Linda Dillenback has shown her paintings during the Corrales Art and Studio Tour for 10 years. Her painting style may be one of the most recognizable among all the exhibitors, given her consistent subject matter, cacti, and a direct, up-close presentation reminiscent of Georgia O’Keeffe’s work. Dillenback’s paintings were shown in the Onyxswan Gallery in Old Town until it closed amid the pandemic. She will have four paintings in the Fine Arts Galley at the State Fairgrounds September 9-19. For the last several years, her work has been juried into the Corrales Historial Society’s Old Church Art Show.
For the Corrales Art and Studio Tour, she will display at least 15 paintings, most priced between $300 and $525 for the larger sizes. “I want what I show to be representational of the kind of work I can do. So I’m not going to just give away something that I’m really not fond of. On the other hand, it’s really hard for me to part with something that I’ve worked really hard on, and that I’ve learned something with. So I think ‘Oh my gosh, I’ll never be able to do that again!’”
A native of rural Kansas, she received little formal art training; the schools she attended offered no art classes. On the other hand, “What I did during the pandemic was watch a video or two every day about artists around the United States, in all media. So I kinda took a master’s class in art. I don’t know that it improved me any, frankly, but it was inspiring and kept me upbeat.”

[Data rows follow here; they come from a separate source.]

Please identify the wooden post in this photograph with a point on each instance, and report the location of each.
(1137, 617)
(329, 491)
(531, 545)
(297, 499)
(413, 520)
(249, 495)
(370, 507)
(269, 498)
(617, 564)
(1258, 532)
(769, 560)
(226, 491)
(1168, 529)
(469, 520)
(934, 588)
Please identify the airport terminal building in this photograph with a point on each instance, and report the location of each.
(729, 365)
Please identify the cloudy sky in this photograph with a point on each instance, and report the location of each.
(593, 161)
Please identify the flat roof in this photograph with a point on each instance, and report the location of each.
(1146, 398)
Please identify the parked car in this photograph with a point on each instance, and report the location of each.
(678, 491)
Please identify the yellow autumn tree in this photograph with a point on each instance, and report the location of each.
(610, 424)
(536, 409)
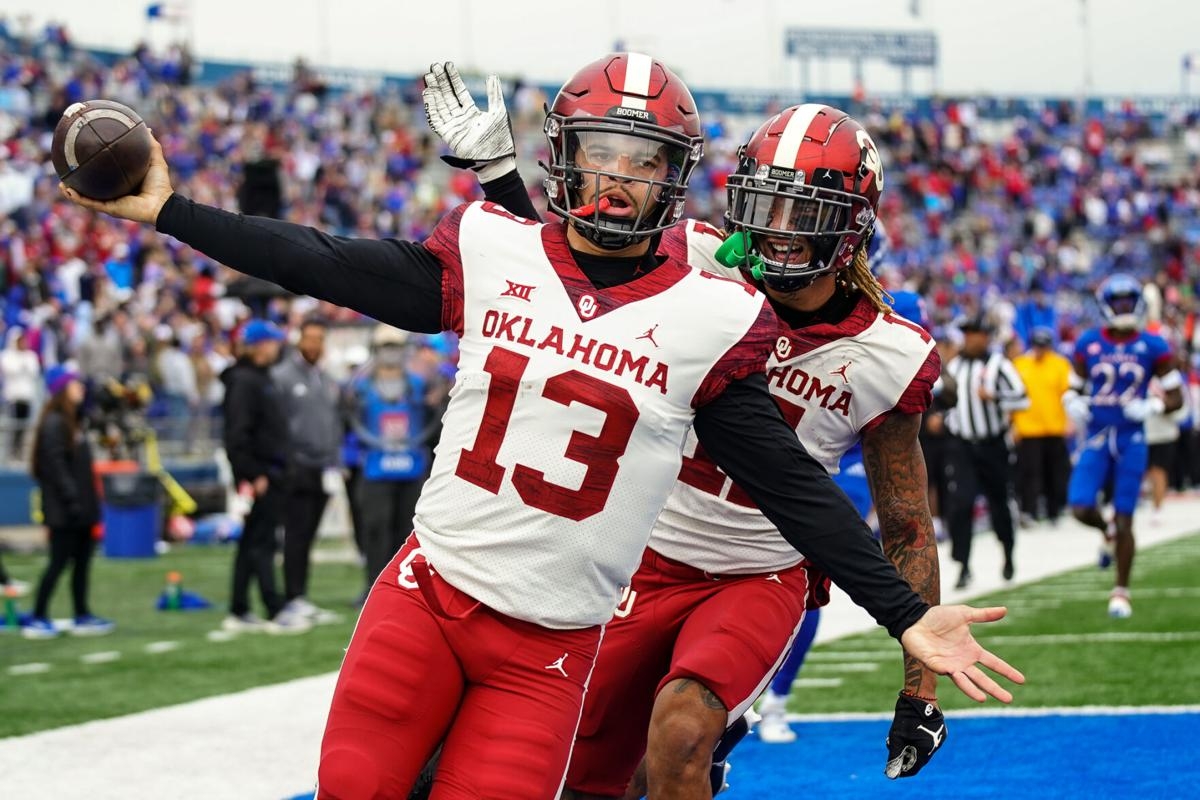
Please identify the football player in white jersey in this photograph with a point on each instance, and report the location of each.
(562, 441)
(802, 210)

She studied portraiture briefly with Deborah Wilcox, which has influenced her work. “If I can suggest something without putting it down in total detail, that’s a big accomplishment. I work on that. You can get so caught up in detail that you don’t take a nice swipe of paint and put it down and leave it down. What Debbie said was, ‘if you take more than three brush strokes, you’re over-working it. But that’s hard to do!”

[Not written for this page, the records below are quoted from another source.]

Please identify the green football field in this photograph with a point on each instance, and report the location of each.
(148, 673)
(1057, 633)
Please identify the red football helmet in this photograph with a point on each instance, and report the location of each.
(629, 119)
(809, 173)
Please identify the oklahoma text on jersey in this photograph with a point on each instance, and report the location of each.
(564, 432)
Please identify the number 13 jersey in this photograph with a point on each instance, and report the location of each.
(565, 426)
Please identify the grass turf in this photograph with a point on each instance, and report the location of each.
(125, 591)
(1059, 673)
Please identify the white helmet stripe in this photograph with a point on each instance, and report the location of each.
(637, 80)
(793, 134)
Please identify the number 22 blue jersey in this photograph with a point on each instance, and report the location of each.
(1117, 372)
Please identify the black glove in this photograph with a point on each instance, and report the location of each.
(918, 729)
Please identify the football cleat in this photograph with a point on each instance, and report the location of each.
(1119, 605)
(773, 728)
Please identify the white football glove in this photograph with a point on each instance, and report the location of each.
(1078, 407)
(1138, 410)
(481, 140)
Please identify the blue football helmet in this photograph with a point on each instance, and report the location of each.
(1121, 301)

“I like to do a lot of cactus. I like to do a lot of faces, especially children and dogs. Rabbits are challenging, and I like challenges like painting fur. I tend to be, but I’m working on expressing a certain amount of detail without actually putting it there.”
“Most artists like to try to capture the personality of their subject, and sometimes it’s whimsical… like the way a cow will look at you.” The artist completes around 15 paintings over a year’s time, all oils. “I’ve experimented with acrylic and watercolor to some degree, but I like oil.” Dillenback described herself as a slow, methodical painter who likes to fix what may be errors as they come up. “I like happy mistakes as well.” Her paintings are almost always crisply defined and meticulous in detail, such as the array of needles on cactus. “I love colors and I love patterns.” She has done a few commissioned paintings; a relative’s dog and friend’s horses.
Dillenback has painted most of her adulthood, although not continually. Wherever she lived, she usually found a group of artists with whom she could paint. Asked which artists had the greatest influence on her, she first mentioned Georgia O’Keeffe. “I have many artists whose work I look at to learn from. Talk about simplicity, with George O’Keeffe you know exactly what she’s painting.”